Organizations should have a documented tag policy that sets out their tagging structure so developers/teams can tag their services and resources in line with policy. Stax Tag Policy is a way of encoding these tagging rules into the Stax app and receiving regular feedback on where they are being broken.
How is this helpful?
Consider the case of a company that wants its various cost centers to have visibility over relevant costs. To achieve this, the company needs to ensure every taggable resource has a cost-center tag key and a value that matches one of the organization's cost centers.
With Tag Policy, an admin can create a matching policy within Stax to help enforce tagging.
Stax will then report on new resources that don't have a cost-center tag, so the issue can be fixed early – within a day – rather than waiting until the next reconciliation.
Who can use it?
This feature is restricted to Stax admins to set up, but any user can see how they are tracking against the tagging rules.
How do I use it?
A Tag Policy consists of one or more tag constraints. Visit the Cost->Tag Policy section of Stax to enter tag constraints.

Tag constraints can be set to accept any value that is entered for a given tag key or only accept a value from a predefined range of tag values. The decision between these two approaches will come down to the purpose of the tagging and how it relates to your business.

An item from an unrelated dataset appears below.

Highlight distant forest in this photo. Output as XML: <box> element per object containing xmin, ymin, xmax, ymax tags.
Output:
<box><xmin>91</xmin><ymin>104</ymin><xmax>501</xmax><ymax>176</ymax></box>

For example, an organization could require every AWS resource to have an 'owner' tag. Managing a predefined range of tag values for 'owners' would be difficult, since there could be thousands of tag values – no one wants to regularly negotiate or maintain such a long list.
In that case, we would recommend the customer use a tag constraint that can match any tag value.
But then another organization could require every resource to have an 'environment' tag. Since this organization will only ever use their 'production', 'nonproduction', and 'quality assurance' environments, a tag constraint that allows a selection between these tag values would be a more logical choice.